Richard Burns Rally angespielt
Gestern hatte PC Games Gelegenheit, mit einer frühen, aber schon gut spielbare Version von Richard Burns Rally eine kurze Spritztour zu unternehmen. Erster Eindruck: Für Realismusfanatiker könnte die nach dem ersten englischen WRC-Gewinner benannte Rally-Simulation das Nonplusultra werden. Angefangen bei den ultra-detaillierten Setups, die bis hin zum Reifendruck wirklich jede noch so kleine Einstellung am Wagen erlauben, über die mit Schlaglöchern übersäten Pisten, die sogar das Umverteilen von Geröll nach mehrmaligem Befahren mit simulieren, bis hin zum Fahrverhalten der Renner selbst ist Richard Burns Rally ganz auf Wirklichkeitsnähe getrimmt.
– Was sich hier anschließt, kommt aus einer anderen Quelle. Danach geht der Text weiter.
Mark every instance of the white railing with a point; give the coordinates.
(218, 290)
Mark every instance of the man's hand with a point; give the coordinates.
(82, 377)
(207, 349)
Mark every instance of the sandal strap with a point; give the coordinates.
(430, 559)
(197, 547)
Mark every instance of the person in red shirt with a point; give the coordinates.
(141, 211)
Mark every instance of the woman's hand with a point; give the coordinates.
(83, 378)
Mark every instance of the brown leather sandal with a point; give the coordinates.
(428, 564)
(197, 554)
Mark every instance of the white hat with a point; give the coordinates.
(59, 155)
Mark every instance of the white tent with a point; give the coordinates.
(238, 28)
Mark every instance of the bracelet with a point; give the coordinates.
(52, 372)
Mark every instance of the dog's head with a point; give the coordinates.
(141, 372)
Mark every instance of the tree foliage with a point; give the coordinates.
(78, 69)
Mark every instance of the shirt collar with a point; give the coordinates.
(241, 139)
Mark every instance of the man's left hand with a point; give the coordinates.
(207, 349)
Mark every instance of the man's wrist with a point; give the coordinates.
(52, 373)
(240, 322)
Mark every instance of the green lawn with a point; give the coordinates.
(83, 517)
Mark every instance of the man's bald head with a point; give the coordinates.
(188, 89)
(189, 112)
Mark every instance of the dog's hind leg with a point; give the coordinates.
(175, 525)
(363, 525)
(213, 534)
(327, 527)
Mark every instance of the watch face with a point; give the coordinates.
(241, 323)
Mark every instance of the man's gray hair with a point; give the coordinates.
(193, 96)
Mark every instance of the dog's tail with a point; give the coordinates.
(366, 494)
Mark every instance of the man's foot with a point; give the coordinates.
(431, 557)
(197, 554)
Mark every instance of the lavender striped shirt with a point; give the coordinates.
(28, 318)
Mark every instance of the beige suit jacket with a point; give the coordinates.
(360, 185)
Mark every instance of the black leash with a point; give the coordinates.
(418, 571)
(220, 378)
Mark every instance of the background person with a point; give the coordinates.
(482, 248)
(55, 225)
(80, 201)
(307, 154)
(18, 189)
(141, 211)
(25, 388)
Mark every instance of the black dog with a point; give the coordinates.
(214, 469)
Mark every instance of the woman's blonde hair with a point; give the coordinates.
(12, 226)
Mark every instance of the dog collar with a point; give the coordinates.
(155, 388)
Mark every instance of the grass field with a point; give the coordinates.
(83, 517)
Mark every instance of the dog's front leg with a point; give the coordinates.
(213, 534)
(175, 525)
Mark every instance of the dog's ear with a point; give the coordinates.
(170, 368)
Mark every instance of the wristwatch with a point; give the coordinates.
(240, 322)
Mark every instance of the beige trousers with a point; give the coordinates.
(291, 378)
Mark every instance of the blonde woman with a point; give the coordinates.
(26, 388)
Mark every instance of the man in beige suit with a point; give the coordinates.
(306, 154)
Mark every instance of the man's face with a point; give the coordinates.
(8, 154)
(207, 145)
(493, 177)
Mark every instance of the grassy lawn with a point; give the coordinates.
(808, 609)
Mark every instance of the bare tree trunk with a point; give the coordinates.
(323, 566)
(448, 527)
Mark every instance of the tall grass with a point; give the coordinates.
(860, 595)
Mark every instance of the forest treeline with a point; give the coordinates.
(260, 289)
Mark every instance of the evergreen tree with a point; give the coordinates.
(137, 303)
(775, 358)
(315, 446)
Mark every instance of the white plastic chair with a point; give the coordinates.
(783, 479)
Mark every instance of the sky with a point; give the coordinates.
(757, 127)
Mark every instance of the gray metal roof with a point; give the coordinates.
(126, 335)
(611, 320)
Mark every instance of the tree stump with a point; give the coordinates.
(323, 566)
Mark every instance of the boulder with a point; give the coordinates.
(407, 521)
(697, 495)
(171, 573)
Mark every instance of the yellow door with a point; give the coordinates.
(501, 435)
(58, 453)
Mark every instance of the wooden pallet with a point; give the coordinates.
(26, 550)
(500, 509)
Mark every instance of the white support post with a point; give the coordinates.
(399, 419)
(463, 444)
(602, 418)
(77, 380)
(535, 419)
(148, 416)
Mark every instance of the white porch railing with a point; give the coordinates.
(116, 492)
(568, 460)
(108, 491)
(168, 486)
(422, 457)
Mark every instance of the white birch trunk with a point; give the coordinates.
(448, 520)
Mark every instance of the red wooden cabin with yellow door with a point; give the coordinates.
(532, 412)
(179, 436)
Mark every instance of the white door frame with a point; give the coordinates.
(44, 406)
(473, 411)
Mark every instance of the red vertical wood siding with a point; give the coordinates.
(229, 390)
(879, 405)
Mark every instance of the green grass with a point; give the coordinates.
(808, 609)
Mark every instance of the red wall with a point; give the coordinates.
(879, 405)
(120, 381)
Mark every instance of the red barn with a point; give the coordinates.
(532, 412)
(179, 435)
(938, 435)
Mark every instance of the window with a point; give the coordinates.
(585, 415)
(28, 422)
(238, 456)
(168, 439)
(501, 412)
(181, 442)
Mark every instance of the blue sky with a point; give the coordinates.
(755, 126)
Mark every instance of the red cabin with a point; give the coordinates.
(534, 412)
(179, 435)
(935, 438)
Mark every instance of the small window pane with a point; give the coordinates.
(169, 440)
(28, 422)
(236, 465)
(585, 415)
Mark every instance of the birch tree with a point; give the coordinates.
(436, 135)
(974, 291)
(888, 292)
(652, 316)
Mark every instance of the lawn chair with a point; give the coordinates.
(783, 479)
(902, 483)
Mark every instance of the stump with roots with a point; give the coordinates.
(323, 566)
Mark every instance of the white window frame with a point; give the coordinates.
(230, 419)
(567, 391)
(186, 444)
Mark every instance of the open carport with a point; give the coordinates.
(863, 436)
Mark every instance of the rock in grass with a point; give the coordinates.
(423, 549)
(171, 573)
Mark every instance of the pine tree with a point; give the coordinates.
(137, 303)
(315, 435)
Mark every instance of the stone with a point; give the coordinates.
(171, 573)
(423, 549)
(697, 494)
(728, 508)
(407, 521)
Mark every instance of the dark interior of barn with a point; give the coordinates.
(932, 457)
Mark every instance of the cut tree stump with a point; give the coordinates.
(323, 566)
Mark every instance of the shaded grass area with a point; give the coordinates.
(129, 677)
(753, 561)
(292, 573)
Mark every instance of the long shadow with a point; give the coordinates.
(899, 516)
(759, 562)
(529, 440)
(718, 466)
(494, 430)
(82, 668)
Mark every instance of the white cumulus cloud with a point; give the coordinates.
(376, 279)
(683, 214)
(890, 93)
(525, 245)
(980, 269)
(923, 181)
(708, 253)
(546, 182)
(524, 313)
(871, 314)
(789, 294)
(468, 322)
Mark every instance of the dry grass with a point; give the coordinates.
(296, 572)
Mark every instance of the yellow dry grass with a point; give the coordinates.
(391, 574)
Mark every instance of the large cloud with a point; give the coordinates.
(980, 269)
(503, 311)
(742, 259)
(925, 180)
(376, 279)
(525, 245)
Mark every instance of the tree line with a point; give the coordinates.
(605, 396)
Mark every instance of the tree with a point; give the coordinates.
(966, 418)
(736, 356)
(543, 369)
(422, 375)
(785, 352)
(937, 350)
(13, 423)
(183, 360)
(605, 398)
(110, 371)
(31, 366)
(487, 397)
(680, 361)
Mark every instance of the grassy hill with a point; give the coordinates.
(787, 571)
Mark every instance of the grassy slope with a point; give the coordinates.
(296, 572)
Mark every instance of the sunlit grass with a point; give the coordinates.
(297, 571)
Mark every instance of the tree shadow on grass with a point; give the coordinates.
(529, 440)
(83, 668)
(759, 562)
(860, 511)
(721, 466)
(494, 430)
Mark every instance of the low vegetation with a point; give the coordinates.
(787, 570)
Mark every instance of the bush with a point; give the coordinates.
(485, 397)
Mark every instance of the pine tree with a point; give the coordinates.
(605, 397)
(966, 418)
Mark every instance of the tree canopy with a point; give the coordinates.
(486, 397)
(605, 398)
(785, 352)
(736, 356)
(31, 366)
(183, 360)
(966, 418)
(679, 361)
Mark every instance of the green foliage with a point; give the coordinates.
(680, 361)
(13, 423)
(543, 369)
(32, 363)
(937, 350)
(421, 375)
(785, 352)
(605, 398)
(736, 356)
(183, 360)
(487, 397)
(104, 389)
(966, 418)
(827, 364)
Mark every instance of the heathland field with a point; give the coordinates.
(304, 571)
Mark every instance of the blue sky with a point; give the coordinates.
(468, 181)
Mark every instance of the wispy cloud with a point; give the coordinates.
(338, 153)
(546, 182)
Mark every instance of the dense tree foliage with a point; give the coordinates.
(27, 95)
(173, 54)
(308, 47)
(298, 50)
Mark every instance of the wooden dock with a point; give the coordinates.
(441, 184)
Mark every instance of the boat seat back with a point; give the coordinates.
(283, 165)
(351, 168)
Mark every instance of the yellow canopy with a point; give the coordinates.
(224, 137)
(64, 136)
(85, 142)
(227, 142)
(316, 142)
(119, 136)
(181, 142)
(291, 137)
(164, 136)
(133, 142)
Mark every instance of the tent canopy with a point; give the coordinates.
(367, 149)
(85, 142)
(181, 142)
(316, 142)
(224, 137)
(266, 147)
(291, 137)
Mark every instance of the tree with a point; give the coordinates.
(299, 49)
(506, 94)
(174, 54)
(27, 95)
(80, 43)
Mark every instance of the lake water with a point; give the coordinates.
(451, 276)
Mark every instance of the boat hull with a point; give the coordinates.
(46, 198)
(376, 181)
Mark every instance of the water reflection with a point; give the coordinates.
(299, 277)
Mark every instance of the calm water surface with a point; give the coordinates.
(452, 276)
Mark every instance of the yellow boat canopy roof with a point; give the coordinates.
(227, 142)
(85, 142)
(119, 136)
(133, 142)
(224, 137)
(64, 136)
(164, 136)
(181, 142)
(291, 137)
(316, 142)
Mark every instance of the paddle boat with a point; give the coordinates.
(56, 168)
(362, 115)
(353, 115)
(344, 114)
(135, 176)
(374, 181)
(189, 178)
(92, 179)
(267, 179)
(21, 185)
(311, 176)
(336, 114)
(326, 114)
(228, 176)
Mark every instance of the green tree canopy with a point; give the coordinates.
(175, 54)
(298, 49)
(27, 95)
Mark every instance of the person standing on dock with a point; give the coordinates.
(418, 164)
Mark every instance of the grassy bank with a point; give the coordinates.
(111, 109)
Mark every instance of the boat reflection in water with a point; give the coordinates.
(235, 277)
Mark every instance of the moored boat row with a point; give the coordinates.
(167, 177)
Da wird selbst das Geradeausfahren zur Herausforderung. Kein Wunder, dass das Fahrertraining obligatorisch ist: Wer eine Fahrerkarriere beginnen will, muss sich erst durch eine Dutzende Aufgaben umfassende Fahrschule kämpfen. Ganz harte Burschen haben in einem besonders coolen Extramodus Gelegenheit, gegen ein von Richard Burns höchstpersönlich gesteuertes Ghost-Fahrzeug anzutreten - ab September.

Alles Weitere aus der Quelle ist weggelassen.